[109]To tiller is to branch out into many Stalks, and is the Country Word, that signifies the same with fruticare.
Poor Land should have more Seed than rich Land, because a less Number of the Plants will survive the Winter on poor Land.
The least Quantity of Seed may suffice for rich Land that is planted early; for thereon very few Plants will die; and the Hoe will cause a small Number of Plants to send out a vast Number of Stalks, which will have large Ears; and in these, more than in the Number of Plants, consists the Goodness of a Crop[110].
[110]A too great Number of Plants do neither tiller, nor produce so large Ears, nor make half so good a Crop, as a bare competent Number of Plants will.
Another thing must be consider’d, in order to find the just Proportion of Seed to plant; and that is, that some Wheat has its Grains twice as big as other Wheat of the same Sort; and then a Bushel[111] will contain but half the Number of Grains; and one Bushel of Small-grain’d Wheat will plant as much Ground as Two Bushels of the Large-grain’d; for, in Truth, ’tis not the Measure of the Seed, but the Number of the Grains, to which respect ought to be had in apportioning the Quantity of it to the Land.
[111]Our Bushel contains Seventy Pounds of the best Wheat.
Some have thought, that a large Grain of Wheat would produce a larger Plant than a small Grain; but I have full Experience to the contrary. The small Grain, indeed, sends up its first single Blade in Proportion to its own Bulk, but afterwards becomes as large a Plant, as the largest Grain can produce[112], cæteris paribus.
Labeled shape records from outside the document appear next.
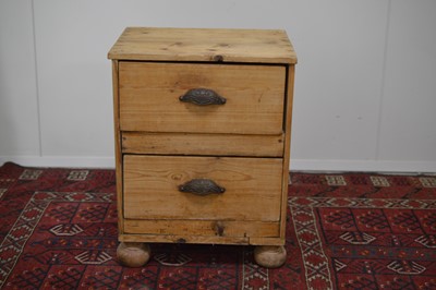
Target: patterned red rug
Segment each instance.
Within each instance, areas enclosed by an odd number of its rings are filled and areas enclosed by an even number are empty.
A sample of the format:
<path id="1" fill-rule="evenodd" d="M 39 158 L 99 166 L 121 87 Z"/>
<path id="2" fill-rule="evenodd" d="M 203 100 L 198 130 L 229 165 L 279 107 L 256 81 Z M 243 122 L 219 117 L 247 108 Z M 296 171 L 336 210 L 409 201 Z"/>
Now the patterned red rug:
<path id="1" fill-rule="evenodd" d="M 436 177 L 291 173 L 288 261 L 154 244 L 116 261 L 114 171 L 0 167 L 2 289 L 436 289 Z"/>

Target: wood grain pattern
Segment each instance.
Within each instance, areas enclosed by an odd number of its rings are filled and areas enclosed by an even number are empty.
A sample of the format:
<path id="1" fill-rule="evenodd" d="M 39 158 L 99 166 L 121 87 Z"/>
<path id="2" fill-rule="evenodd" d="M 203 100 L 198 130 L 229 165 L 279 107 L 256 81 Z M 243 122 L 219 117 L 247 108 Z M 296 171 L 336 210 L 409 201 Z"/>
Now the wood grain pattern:
<path id="1" fill-rule="evenodd" d="M 120 62 L 123 131 L 281 134 L 286 68 Z M 197 106 L 179 97 L 209 88 L 225 105 Z"/>
<path id="2" fill-rule="evenodd" d="M 128 27 L 109 59 L 296 63 L 284 31 Z"/>
<path id="3" fill-rule="evenodd" d="M 293 85 L 295 75 L 295 65 L 289 65 L 288 68 L 288 90 L 287 90 L 287 104 L 284 108 L 284 157 L 283 157 L 283 174 L 282 174 L 282 196 L 281 196 L 281 227 L 280 237 L 284 244 L 286 239 L 286 217 L 288 209 L 288 191 L 289 191 L 289 165 L 291 157 L 291 128 L 292 128 L 292 106 L 293 106 Z"/>
<path id="4" fill-rule="evenodd" d="M 280 158 L 124 156 L 124 218 L 278 221 Z M 210 179 L 222 194 L 198 196 L 178 186 Z"/>
<path id="5" fill-rule="evenodd" d="M 217 220 L 132 220 L 124 221 L 125 233 L 219 235 Z M 279 222 L 222 220 L 221 237 L 279 237 Z"/>
<path id="6" fill-rule="evenodd" d="M 195 244 L 250 244 L 247 237 L 183 235 L 183 234 L 120 234 L 120 242 L 195 243 Z"/>
<path id="7" fill-rule="evenodd" d="M 282 157 L 284 135 L 123 132 L 123 153 Z"/>
<path id="8" fill-rule="evenodd" d="M 120 131 L 120 108 L 119 108 L 119 84 L 118 84 L 118 61 L 112 60 L 112 94 L 113 94 L 113 130 L 114 130 L 114 149 L 116 149 L 116 179 L 117 179 L 117 200 L 121 201 L 123 196 L 122 189 L 122 156 L 121 152 L 121 131 Z M 124 231 L 122 203 L 117 203 L 118 231 Z"/>

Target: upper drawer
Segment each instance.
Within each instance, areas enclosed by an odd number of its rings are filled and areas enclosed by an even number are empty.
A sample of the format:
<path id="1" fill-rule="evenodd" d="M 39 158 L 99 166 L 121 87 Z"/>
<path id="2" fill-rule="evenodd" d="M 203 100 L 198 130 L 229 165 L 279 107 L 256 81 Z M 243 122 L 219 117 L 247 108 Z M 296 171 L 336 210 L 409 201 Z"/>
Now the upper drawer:
<path id="1" fill-rule="evenodd" d="M 120 62 L 123 131 L 280 134 L 286 68 L 202 63 Z M 221 105 L 179 99 L 190 89 L 211 89 Z"/>

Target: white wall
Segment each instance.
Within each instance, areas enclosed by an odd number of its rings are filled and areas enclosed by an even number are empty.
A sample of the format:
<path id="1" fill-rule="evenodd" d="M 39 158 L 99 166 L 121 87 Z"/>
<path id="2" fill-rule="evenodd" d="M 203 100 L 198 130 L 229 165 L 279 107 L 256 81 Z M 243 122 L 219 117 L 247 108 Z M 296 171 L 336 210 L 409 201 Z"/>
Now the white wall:
<path id="1" fill-rule="evenodd" d="M 434 0 L 0 0 L 0 164 L 113 167 L 125 26 L 284 28 L 291 168 L 436 171 Z"/>

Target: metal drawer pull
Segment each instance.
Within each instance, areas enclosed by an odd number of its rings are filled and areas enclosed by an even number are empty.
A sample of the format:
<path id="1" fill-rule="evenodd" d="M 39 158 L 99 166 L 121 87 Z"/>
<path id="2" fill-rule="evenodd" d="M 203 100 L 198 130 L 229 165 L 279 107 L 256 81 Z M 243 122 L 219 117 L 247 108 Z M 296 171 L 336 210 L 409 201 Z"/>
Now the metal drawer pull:
<path id="1" fill-rule="evenodd" d="M 191 102 L 198 106 L 225 105 L 226 98 L 218 95 L 215 90 L 208 88 L 193 88 L 187 90 L 179 99 L 184 102 Z"/>
<path id="2" fill-rule="evenodd" d="M 219 186 L 210 179 L 193 179 L 179 185 L 180 192 L 189 192 L 196 195 L 208 195 L 213 193 L 225 193 L 226 189 Z"/>

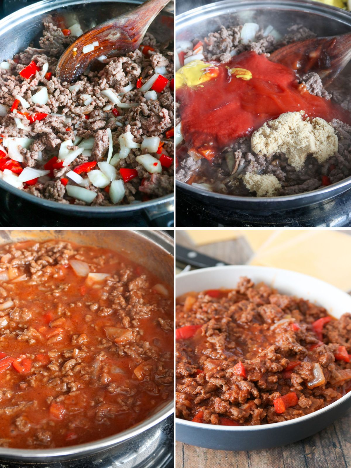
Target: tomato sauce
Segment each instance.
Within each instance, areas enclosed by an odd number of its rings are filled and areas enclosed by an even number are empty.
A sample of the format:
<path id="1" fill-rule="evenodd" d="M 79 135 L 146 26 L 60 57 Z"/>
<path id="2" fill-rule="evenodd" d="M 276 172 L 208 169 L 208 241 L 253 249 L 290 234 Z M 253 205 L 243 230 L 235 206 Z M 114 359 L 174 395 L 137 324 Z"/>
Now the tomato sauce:
<path id="1" fill-rule="evenodd" d="M 182 132 L 190 148 L 224 147 L 286 112 L 304 110 L 308 117 L 351 124 L 341 107 L 310 94 L 293 70 L 263 55 L 246 51 L 228 63 L 213 63 L 219 67 L 217 77 L 177 91 Z M 232 75 L 229 70 L 235 67 L 249 70 L 252 78 L 245 80 Z"/>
[112]Farmers in general know this, and choose the thinnest, smallest-grained Wheat for Seed; and therefore prefer that which is blighted and lodged, and that which grows on new-broken Ground, and is not fit for Bread; not only because this thin Wheat has more Grains in a Bushel; but also because such Seed is least liable to produce a smutty Crop, and yet brings Grains as large as any.
I myself have had as full Proofs of this as can possibly be made in both Respects.
’Twas from such small Seed that my drill’d Lammas Wheat produced the Ears of that monstrous Length described in this Chapter. I never saw the like, except in that one Year; and the Grains were large also.